Let ABC is a right angle triangle and r is the radius of the circle inscribed in the triangle.

Now, we have to prove that:

r = Perimeter of the ΔABC/2 - Hypotenuse of the triangle

i.e. r = Perimeter of the ΔABC/2 - AC

Now, from the figure,

OP = OQ = r

Again in quadrilateral OPBQ

∠B = 90, ∠P = 90   {since PB is a tangent and OP is redius}

∠Q = 90,  {since BQ is a tangent and OQ is redius}

Since 3 angles are right angle,

So, ∠O is also right angle

i.e. ∠O = 90

Again, adjacent sides OP and OQ are equal.

Hence, quadrilateral OPBQ is a square.

Hence, PB = BQ = r

Now, perimeter of the ΔABC = AB + BC + AC

=> Perimeter of the ΔABC = (AP + PB) + (BQ + QC) + (AR + RC)

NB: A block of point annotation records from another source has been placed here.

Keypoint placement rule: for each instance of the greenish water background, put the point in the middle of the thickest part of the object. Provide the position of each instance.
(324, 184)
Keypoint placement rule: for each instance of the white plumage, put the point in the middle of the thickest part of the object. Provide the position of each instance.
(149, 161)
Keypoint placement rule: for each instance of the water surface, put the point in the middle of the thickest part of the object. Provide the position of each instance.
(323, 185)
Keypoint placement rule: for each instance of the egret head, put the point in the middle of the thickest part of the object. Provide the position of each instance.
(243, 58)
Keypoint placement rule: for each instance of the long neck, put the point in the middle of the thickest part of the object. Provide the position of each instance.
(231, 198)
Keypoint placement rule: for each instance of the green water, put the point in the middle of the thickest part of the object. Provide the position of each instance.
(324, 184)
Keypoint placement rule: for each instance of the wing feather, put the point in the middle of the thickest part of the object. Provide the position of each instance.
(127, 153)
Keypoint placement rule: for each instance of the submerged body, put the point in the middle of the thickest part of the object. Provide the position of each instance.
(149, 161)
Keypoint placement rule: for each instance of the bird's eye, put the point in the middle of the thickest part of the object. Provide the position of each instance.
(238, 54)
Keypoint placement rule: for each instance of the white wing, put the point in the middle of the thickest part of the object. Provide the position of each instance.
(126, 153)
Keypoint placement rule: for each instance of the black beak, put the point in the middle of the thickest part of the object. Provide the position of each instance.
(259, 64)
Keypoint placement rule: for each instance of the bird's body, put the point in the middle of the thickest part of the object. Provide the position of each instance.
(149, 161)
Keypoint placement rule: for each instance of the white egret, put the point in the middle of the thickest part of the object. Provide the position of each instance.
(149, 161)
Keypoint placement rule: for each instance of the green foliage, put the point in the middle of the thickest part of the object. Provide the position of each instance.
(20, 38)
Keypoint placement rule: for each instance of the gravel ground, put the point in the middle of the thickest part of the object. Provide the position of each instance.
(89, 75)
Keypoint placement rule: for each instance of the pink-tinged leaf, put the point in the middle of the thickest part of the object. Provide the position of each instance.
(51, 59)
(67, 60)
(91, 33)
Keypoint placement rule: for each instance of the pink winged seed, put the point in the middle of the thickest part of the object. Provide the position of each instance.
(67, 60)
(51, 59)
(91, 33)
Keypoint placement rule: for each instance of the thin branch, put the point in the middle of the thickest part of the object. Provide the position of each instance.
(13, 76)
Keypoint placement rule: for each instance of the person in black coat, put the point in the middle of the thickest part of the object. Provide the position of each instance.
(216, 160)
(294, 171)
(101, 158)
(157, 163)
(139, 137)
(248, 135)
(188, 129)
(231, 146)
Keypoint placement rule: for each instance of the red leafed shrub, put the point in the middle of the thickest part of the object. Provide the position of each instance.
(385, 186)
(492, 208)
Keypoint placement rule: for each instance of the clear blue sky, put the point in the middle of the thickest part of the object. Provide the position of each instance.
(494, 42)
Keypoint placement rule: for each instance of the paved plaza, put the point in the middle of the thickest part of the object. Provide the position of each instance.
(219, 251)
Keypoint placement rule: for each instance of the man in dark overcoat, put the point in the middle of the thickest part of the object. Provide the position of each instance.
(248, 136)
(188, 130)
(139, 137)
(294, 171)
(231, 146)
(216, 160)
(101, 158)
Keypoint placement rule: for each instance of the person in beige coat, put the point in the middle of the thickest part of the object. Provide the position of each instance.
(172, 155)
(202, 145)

Since, AP = AR, PB = BQ, QC = CR   {tangent drawn from external point to the circle are equal}

=> Perimeter of the ΔABC = AP + r + r + QC + AR + RC

=> Perimeter of the ΔABC = AP + QC + AR + RC + 2r

=> Perimeter of the ΔABC = AR + RC + AR + RC + 2r

=> Perimeter of the ΔABC = 2AR + 2RC + 2r

=> Perimeter of the ΔABC = 2(AR + RC) + 2r

=> Perimeter of the ΔABC = 2AC + 2r

=> Perimeter of the ΔABC = 2(AC + r)

=> Perimeter of the ΔABC/2 = AC + r

=> r = Perimeter of the ΔABC/2 - AC

Hence proved.